Я откинула руку Виталия, наконец-то вытащив из нее свои коготки, и, соскочив со стула, обошла барную стойку.
— Иди ко мне, родная.
Доча спрыгнула и уткнулась мне в грудь, зашмыгав, я гладила ее по медным струящимся волосам и смотрела на Самойлова, пытаясь понять, разобраться, что же сейчас творилось в его голове.
— Это правда? — сквозь всхлипы спросила Ева, а я, прищурив глаза, поймала взгляд Виталия.
Немой вопрос, требующий обязательного ответа.
Мужчина тяжело сглотнул, как будто ему не хватало воздуха так же, как и мне. А затем кивнул. В его взгляде не было смятения или нерешительности, лишь твёрдая, непоколебимая уверенность. Уверенность в том, что он прав. И я поверила в мужчину, доверилась своему природному чутью и, облегченно прикрыв глаза, прошептала Еве на ухо:
— Правда, милая, правда.
Я хотела выпроводить Самойлова и провести остаток вечера с дочерью.
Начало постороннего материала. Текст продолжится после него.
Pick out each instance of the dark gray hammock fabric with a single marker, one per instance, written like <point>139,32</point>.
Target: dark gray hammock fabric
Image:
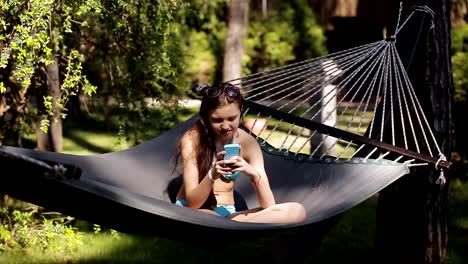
<point>127,190</point>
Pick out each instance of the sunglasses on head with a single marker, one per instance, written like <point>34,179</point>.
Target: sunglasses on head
<point>228,89</point>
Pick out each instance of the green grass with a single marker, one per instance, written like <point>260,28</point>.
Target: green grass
<point>350,239</point>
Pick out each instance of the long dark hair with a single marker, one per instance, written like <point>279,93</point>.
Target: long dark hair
<point>204,144</point>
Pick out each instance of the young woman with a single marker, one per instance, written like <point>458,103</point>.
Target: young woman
<point>201,154</point>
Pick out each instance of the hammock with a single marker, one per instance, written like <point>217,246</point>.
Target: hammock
<point>325,146</point>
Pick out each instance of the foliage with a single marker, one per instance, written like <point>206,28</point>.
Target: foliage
<point>289,33</point>
<point>204,24</point>
<point>134,55</point>
<point>29,228</point>
<point>460,81</point>
<point>32,34</point>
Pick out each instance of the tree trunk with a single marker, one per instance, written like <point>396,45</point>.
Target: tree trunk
<point>234,49</point>
<point>53,140</point>
<point>412,212</point>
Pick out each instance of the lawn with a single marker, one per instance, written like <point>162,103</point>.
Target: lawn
<point>350,239</point>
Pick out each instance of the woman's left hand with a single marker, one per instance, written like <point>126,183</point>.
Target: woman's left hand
<point>241,165</point>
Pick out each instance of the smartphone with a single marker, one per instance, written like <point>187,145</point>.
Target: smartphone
<point>231,151</point>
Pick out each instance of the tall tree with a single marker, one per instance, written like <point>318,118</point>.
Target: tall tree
<point>412,212</point>
<point>33,54</point>
<point>234,48</point>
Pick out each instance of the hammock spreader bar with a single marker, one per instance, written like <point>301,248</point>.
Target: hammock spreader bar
<point>324,129</point>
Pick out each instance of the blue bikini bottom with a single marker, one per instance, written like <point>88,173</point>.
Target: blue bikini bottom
<point>224,210</point>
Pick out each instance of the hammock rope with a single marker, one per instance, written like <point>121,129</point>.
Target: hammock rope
<point>363,92</point>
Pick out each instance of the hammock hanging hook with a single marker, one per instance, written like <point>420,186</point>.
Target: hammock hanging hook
<point>441,179</point>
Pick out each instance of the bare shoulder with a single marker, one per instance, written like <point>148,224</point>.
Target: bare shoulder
<point>188,141</point>
<point>249,143</point>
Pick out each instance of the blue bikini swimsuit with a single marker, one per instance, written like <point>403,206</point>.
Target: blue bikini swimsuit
<point>223,210</point>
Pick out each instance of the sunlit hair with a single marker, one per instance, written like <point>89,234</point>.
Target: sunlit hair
<point>204,143</point>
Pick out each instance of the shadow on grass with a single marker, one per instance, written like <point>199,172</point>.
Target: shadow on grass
<point>293,246</point>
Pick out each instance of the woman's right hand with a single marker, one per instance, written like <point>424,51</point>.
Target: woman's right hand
<point>222,166</point>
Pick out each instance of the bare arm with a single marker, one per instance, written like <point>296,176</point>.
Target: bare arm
<point>252,165</point>
<point>195,193</point>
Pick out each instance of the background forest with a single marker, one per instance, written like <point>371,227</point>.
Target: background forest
<point>94,76</point>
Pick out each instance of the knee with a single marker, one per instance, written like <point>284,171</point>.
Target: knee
<point>292,211</point>
<point>296,212</point>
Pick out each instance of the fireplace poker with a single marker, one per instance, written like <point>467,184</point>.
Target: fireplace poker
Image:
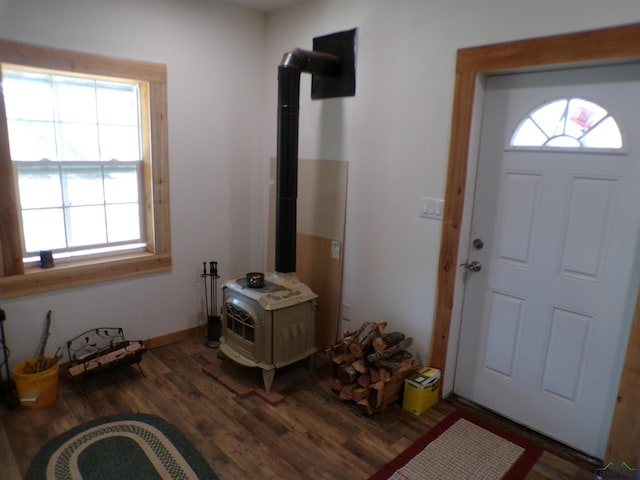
<point>8,385</point>
<point>213,317</point>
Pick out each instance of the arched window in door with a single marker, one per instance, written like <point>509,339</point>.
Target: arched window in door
<point>572,123</point>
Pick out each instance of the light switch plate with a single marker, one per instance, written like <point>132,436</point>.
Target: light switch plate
<point>431,208</point>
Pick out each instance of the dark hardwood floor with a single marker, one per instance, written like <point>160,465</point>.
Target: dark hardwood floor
<point>309,435</point>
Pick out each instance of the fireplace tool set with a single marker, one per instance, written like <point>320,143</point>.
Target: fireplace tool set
<point>211,304</point>
<point>7,386</point>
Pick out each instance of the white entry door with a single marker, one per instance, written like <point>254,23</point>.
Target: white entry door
<point>555,226</point>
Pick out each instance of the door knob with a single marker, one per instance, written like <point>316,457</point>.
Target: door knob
<point>473,266</point>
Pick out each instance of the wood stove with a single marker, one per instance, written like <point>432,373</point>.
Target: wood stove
<point>268,327</point>
<point>274,325</point>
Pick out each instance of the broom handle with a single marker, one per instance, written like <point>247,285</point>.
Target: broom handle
<point>43,346</point>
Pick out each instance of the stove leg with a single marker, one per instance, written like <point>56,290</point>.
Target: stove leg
<point>310,362</point>
<point>267,378</point>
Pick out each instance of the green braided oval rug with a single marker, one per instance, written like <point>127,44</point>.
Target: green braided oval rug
<point>129,446</point>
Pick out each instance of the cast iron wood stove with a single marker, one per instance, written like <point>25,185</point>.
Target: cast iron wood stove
<point>274,325</point>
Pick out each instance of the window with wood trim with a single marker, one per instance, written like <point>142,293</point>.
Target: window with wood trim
<point>83,168</point>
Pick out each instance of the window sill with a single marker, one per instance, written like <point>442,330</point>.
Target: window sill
<point>85,272</point>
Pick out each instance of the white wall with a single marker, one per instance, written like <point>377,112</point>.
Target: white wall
<point>395,132</point>
<point>214,55</point>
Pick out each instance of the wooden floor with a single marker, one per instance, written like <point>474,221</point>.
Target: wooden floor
<point>309,435</point>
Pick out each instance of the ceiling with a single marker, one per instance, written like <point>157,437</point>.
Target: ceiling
<point>264,5</point>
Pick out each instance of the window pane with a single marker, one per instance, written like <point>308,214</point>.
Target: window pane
<point>563,141</point>
<point>32,141</point>
<point>43,229</point>
<point>78,142</point>
<point>27,96</point>
<point>85,226</point>
<point>75,100</point>
<point>117,104</point>
<point>39,187</point>
<point>82,186</point>
<point>119,143</point>
<point>604,135</point>
<point>568,123</point>
<point>582,116</point>
<point>123,222</point>
<point>551,117</point>
<point>121,184</point>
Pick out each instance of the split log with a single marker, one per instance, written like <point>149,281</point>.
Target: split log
<point>364,380</point>
<point>365,407</point>
<point>346,393</point>
<point>335,384</point>
<point>359,393</point>
<point>370,366</point>
<point>401,345</point>
<point>347,374</point>
<point>393,363</point>
<point>386,340</point>
<point>362,341</point>
<point>360,365</point>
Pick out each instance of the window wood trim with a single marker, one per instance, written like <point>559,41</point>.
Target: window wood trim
<point>594,47</point>
<point>15,279</point>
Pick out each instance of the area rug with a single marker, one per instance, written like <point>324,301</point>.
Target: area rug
<point>129,446</point>
<point>462,447</point>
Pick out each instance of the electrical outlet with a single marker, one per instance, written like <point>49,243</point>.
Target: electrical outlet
<point>346,311</point>
<point>335,250</point>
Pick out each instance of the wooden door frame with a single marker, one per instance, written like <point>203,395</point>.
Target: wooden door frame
<point>594,47</point>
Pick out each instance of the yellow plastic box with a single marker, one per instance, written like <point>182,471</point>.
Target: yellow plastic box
<point>421,390</point>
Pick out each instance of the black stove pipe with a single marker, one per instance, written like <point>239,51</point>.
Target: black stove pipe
<point>293,64</point>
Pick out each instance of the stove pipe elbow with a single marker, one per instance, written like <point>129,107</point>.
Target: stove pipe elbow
<point>292,65</point>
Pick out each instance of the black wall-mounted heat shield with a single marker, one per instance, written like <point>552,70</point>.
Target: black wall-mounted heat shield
<point>343,46</point>
<point>321,64</point>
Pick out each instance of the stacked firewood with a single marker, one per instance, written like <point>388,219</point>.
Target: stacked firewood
<point>370,366</point>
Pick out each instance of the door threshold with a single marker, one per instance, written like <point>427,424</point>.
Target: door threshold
<point>549,444</point>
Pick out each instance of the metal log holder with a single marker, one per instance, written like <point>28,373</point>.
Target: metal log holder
<point>214,325</point>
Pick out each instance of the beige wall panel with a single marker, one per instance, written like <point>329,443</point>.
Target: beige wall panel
<point>322,198</point>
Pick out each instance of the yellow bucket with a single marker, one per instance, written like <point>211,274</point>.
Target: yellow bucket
<point>36,389</point>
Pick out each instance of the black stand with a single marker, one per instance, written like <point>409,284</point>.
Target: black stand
<point>214,325</point>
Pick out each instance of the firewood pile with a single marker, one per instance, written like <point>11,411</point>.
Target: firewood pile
<point>369,366</point>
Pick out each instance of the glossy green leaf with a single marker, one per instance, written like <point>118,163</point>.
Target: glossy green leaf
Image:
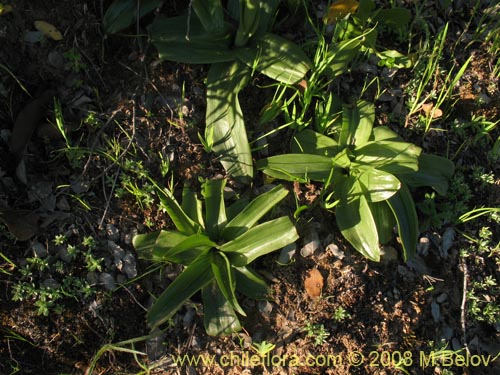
<point>301,167</point>
<point>191,205</point>
<point>210,13</point>
<point>224,276</point>
<point>276,57</point>
<point>218,315</point>
<point>350,120</point>
<point>403,208</point>
<point>260,240</point>
<point>194,277</point>
<point>250,283</point>
<point>341,54</point>
<point>310,142</point>
<point>384,220</point>
<point>357,225</point>
<point>215,210</point>
<point>434,171</point>
<point>225,119</point>
<point>253,212</point>
<point>366,113</point>
<point>175,41</point>
<point>123,13</point>
<point>389,156</point>
<point>183,252</point>
<point>383,133</point>
<point>235,208</point>
<point>395,17</point>
<point>378,185</point>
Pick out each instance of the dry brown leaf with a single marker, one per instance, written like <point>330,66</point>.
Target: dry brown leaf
<point>313,283</point>
<point>22,224</point>
<point>26,122</point>
<point>429,110</point>
<point>341,8</point>
<point>48,30</point>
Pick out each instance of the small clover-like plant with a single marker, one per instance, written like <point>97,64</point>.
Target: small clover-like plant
<point>369,171</point>
<point>216,245</point>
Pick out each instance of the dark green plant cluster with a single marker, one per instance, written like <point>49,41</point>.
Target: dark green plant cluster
<point>367,172</point>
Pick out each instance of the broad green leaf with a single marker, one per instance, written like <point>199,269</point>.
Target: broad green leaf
<point>384,220</point>
<point>310,142</point>
<point>224,276</point>
<point>225,119</point>
<point>383,133</point>
<point>194,277</point>
<point>182,222</point>
<point>389,156</point>
<point>218,315</point>
<point>175,41</point>
<point>301,167</point>
<point>215,210</point>
<point>235,208</point>
<point>250,283</point>
<point>210,13</point>
<point>404,211</point>
<point>123,13</point>
<point>183,252</point>
<point>357,225</point>
<point>340,55</point>
<point>378,185</point>
<point>434,171</point>
<point>191,205</point>
<point>252,213</point>
<point>276,57</point>
<point>395,17</point>
<point>260,240</point>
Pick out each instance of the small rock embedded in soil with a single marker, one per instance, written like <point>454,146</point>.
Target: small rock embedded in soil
<point>39,250</point>
<point>112,232</point>
<point>311,244</point>
<point>287,253</point>
<point>447,241</point>
<point>107,280</point>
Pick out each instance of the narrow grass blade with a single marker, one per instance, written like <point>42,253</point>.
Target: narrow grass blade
<point>253,212</point>
<point>196,276</point>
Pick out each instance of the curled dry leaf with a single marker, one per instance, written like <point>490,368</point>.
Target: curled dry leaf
<point>313,283</point>
<point>429,110</point>
<point>339,9</point>
<point>48,30</point>
<point>22,224</point>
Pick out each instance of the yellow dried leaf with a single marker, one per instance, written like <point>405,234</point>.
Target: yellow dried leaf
<point>313,283</point>
<point>429,110</point>
<point>48,30</point>
<point>341,8</point>
<point>5,9</point>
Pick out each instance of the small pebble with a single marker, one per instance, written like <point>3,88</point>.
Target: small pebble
<point>112,232</point>
<point>107,280</point>
<point>442,297</point>
<point>311,244</point>
<point>39,250</point>
<point>287,253</point>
Не для чего-то конкретного, просто… просто хотела быть с ней рядом. Без посторонних.
Но кто бы мне дал. Сама Ева не захотела, чтобы Виталий уходил, взяла его за ладонь и потащила в свою комнату на допрос. Меня туда не пустили, и я чуть не умерла в ожидании непонятно чего. Ходила под дверью, ведущей в комнату дочери, не смея побеспокоить ее и нарушить что-то зарождающееся и такое хрупкое, и в то же время я до рези в глазах хотела ворваться в комнату моего бельчонка, схватить ее, прижать к себе и никому не показывать, не давать ни с кем общаться.